Speciality coffee group Taylor St Baristas has appointed administrators, days after selling its café estate to Black Sheep, and abandoning a crowdfunding campaign.

Founder Nick Tolley said Taylor St was carrying too much debt, which had affected its ability to raise new capital.

The pioneering coffee group, founded by Tolley and two siblings, had recently disposed of its coffee shop estate, as part of a pivot from café operator to “full stack coffee business”.

Black Sheep retains the license to operate the Taylor St brand under the eight cafes it acquired for an undisclosed sum.

At around the same time, MCA understands the business pulled its £750,000 Crowdcube equity fundraise, after reaching less than a quarter of the target in a month.

Tolley told MCA earlier this week the group was exploring alternative funding options.

Meanwhile Sodexo, which is expected to open more than 100 branded Taylor St cafes, and a further 300 cafes under Taylor St-created proprietary brand Chapter & Verse, said it had been assured there would be no operational disruption or impact in its working partnership during the refinancing process. 

Tolley said in a statement: “Sadly, Taylor St’s carrying too much debt, which has affected our ability to raise new capital to support the ongoing development of the business.

“Whilst the underlying fundamentals of the business remain strong – and our customers and wholesale clients continue to love and engage with the brand – we’ve simply been unable to overcome a balance sheet that’s carrying too much debt.”

“As founders, we’ll do everything we can to support Taylor St’s licensees and partners and ensure no interruption to our customers and people through this administration process.”

A Sodexo spokesperson said: “As a Sodexo partner and innovative small business, we are sorry that Taylor St Baristas has gone into administration. We have assurances from Taylor St’s senior team that during the refinancing of the business there will be no operational disruption to the supply of Taylor St coffee and therefore no impact to our working partnership. We will of course remain in close contact with the company as they work through this process.”

Following the shops sale and a strategic review, Taylor St appointed administrators at David Rubin & Partners.

“Following a strategic review of the company’s finances, the directors concluded that the highly leveraged capital structure of the business was no longer sustainable, and that the balance sheet was carrying too much debt to facilitate ongoing trading,” joint administrator Asher Miller said.
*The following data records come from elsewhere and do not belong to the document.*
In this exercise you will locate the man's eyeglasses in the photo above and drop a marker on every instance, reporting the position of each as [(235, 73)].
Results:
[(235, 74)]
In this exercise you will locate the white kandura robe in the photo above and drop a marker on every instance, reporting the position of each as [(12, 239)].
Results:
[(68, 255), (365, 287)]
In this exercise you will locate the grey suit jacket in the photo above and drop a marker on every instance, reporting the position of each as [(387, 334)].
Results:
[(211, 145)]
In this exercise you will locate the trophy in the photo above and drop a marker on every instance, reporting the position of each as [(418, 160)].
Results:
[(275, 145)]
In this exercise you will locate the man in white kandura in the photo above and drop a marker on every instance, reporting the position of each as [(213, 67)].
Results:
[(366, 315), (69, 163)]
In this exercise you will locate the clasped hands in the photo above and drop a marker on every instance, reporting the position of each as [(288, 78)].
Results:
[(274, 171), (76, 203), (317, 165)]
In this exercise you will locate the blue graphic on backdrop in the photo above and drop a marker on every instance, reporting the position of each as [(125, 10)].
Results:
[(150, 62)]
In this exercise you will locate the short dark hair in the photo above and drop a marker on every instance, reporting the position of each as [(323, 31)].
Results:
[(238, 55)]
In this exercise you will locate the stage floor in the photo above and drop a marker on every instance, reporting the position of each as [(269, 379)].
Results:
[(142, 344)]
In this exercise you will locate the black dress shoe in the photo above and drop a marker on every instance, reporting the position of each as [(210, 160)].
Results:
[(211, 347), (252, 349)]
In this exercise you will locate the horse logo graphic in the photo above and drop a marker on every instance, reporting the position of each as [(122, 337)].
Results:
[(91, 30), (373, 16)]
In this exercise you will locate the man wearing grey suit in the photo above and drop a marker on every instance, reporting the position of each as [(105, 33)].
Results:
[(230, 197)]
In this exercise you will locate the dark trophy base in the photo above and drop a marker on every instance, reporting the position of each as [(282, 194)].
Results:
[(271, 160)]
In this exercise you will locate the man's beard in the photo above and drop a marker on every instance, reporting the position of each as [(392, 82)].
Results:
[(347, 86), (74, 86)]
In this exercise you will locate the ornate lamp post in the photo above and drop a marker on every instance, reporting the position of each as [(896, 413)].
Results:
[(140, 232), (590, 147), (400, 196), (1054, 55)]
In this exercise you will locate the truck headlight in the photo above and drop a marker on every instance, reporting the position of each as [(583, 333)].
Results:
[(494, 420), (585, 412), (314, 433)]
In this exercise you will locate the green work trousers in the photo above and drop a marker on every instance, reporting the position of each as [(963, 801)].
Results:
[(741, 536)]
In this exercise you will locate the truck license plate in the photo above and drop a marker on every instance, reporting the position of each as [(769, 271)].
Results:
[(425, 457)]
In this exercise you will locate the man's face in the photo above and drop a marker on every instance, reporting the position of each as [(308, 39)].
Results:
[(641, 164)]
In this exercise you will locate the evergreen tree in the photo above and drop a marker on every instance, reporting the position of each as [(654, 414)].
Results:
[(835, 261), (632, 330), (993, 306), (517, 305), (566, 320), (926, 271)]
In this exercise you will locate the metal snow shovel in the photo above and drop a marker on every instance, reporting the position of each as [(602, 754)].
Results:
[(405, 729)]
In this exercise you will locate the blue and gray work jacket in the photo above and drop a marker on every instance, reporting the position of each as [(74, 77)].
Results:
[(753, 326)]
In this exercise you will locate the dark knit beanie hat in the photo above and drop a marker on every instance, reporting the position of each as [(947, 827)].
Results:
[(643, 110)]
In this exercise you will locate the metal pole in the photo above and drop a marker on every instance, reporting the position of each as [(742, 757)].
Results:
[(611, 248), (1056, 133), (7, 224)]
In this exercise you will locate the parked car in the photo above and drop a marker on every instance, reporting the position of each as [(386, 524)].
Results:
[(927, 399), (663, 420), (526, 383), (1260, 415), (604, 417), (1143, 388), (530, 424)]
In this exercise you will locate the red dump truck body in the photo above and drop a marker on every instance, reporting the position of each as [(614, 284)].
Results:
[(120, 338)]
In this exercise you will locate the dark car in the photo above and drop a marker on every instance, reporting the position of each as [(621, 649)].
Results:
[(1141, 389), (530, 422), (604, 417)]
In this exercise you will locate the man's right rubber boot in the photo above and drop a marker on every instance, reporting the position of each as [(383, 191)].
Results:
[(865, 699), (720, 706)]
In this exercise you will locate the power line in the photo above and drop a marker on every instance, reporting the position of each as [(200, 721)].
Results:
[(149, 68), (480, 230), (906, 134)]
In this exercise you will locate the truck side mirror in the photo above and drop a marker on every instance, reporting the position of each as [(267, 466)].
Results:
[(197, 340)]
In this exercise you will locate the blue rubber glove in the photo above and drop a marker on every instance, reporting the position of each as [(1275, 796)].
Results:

“Consequently, facing insolvency, in order to protect the business the directors took steps to place the company into administration.”

The administrators will now conduct a marketing exercise to find buyers for all, or part, of the remaining business and maximise returns to creditors.

Due to the “strong” underlying fundamentals of the business, Miller expects to receive “substantial interest” from potential buyers in the coming weeks.

He added: “We are very positive about the prospects of achieving a sale, and indeed, even at this early stage we have already received expressions of interest from multiple third parties.”